Not so. The City’s May 20 letter refers readers to water.smgov.net for more information. So, I downloaded a 24 page Staff Report and waded through the details. What about the rising cost of water? Page Five of the report shows that “Water Purchases” account for only 25 percent of Water Agency costs. (Note that “Employee Salary & Benefits” and “Administrative Indirect Costs” aggregate to 35 percent of Agency costs; forget that dripping faucet – we are awash in salaries and benefits.)
What about rising MWD rates? Page Seven of the report notes that MWD accounts for 85 percent of our city’s water, and MWD rates will increase by 14 percent effective January 1, 2009 (one assumes due to the drought).
Note that in 2001 city water/wastewater implemented annual cost-of-living adjustments so given the revival of inflation, the CPI adjustment alone may be able to offset planned and future MWD increases as a percent of your total water/wastewater bill.
Remaining expenditures to be covered by the 60 percent increase cited in the City’s May 20 letter include: maintenance, capital improvements, financial commitments to L.A.’s Hyperion Plant and bumping up reserve levels by millions. These proposed improvements could just as well be floated as a city bond so everyone has a chance to vote on them, or covered on an intermittent basis as needed by the city’s operating budget until the economy improves.
There appears to be one silver lining in the May 20 letter – a proposed restructuring of charges that eliminates the flat bimonthly “service charges” for water and wastewater making your bill totally reflective of your actual water usage. That seems like a really good idea that will better reward water conservation – but it is also an idea that could be implemented without huge rate increases on one of the necessities of life.
Opposing the rate increase is a real fire drill. According to the city, under the cumbersome rules of CA Proposition 218, a majority of property owners (over 12,000!) must protest the increase in writing and the deadline is a whisker away – July 8. Objectors must send or hand-deliver letters of protest to:
City Clerk, 1685 Main Street, Room
102
Santa Monica, CA, 90401
Residents may also hand deliver written protests to the public hearing at the same location, Room 213 at 5:45pm on Tuesday, July 8. Any protest at the public hearing must be accompanied by a written protest to count and only property owners’ protests (no renters) count. (Note that all this activity inconveniently culminates right after the 4th of July three-day weekend!)
Times are tough. With rising unemployment, the return of inflation, health care costs continuing to romp, a tanked dollar, the stock market in the doldrums, gas approaching $5 per gallon and other mega economic woes these are indeed troubled times for many Santa Monicans and who is say the long term trend is toward improvement?
To be sure we are in a water crisis (although as the people along the Mississippi can currently attest, one very wet rainy spell can turn things around quickly).
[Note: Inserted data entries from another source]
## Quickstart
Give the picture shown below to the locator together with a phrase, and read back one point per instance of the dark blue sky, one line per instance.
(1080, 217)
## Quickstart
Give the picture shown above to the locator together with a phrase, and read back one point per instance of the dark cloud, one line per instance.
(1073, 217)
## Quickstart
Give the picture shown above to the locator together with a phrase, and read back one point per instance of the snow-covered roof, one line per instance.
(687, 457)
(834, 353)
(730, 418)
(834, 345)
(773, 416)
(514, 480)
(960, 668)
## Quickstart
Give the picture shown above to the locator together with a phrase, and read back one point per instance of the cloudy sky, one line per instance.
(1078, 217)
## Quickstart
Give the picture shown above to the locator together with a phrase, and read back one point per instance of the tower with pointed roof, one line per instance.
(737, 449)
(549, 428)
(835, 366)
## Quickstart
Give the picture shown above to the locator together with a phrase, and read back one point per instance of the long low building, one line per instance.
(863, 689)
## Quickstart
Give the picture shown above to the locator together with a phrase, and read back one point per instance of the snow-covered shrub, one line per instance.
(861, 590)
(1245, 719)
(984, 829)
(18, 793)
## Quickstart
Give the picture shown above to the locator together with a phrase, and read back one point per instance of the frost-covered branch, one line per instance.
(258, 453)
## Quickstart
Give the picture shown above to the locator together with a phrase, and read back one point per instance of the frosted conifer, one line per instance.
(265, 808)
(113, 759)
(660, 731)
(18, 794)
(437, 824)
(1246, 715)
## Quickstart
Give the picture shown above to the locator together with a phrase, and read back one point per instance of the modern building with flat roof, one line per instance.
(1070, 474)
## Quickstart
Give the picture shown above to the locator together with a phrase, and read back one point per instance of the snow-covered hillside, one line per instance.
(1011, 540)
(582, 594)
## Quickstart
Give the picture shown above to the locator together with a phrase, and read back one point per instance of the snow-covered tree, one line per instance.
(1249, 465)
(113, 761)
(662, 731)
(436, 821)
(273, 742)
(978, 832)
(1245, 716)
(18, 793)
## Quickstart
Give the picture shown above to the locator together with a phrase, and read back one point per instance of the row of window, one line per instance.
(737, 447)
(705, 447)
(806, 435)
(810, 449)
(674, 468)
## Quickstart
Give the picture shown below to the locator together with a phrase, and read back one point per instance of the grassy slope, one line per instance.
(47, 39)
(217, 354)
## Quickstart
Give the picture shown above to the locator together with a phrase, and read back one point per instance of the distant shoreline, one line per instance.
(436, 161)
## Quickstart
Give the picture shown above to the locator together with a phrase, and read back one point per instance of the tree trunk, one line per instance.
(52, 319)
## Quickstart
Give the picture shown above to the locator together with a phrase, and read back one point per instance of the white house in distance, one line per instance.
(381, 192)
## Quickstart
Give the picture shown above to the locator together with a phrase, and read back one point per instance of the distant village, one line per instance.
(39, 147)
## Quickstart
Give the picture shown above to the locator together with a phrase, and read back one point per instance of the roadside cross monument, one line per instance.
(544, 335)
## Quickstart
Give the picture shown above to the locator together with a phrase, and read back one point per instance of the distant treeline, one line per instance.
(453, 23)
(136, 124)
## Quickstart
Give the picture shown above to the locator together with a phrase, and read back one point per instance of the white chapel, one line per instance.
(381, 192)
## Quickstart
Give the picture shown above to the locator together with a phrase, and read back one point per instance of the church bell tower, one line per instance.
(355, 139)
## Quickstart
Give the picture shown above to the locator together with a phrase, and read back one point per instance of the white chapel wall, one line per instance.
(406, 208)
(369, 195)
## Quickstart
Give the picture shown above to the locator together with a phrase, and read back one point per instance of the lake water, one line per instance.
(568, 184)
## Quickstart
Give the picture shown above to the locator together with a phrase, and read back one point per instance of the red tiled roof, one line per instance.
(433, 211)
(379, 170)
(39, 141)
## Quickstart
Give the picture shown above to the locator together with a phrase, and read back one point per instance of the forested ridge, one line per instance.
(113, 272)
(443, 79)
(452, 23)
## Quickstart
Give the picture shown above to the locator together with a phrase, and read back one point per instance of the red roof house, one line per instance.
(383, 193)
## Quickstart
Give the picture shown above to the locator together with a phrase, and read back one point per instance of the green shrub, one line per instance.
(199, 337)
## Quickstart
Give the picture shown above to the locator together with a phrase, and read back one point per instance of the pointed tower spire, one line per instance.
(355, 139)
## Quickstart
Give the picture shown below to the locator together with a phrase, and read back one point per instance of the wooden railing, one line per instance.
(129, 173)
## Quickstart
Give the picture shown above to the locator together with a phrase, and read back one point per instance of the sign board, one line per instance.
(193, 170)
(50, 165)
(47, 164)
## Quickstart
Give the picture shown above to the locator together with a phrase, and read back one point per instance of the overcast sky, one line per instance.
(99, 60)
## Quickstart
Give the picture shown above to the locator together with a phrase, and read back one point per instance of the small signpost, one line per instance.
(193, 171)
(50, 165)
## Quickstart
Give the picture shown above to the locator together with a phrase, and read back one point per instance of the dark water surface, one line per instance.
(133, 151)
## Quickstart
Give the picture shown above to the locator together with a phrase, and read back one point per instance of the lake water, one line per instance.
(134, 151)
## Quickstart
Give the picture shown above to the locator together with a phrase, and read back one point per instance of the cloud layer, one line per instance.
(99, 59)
I am reminded of another crisis, the Northridge Earthquake, which really whammied our neighborhood. Within hours the employees at the Pavilions store at Lincoln and Montana were rolling pallets of bottled water into the parking lot – handing water out free to residents who had lost water service. Pavilions could have profiteered from the crisis but chose instead to lend a generous helping hand to our community in a troubled time. I can only hope that our city leaders take the same high road during the current drought crisis. Now is no time to use the drought as a canard to lay a couple of golden eggs on two city bureaucracies and raise a vital part of your cost of living way beyond any projected rate of inflation.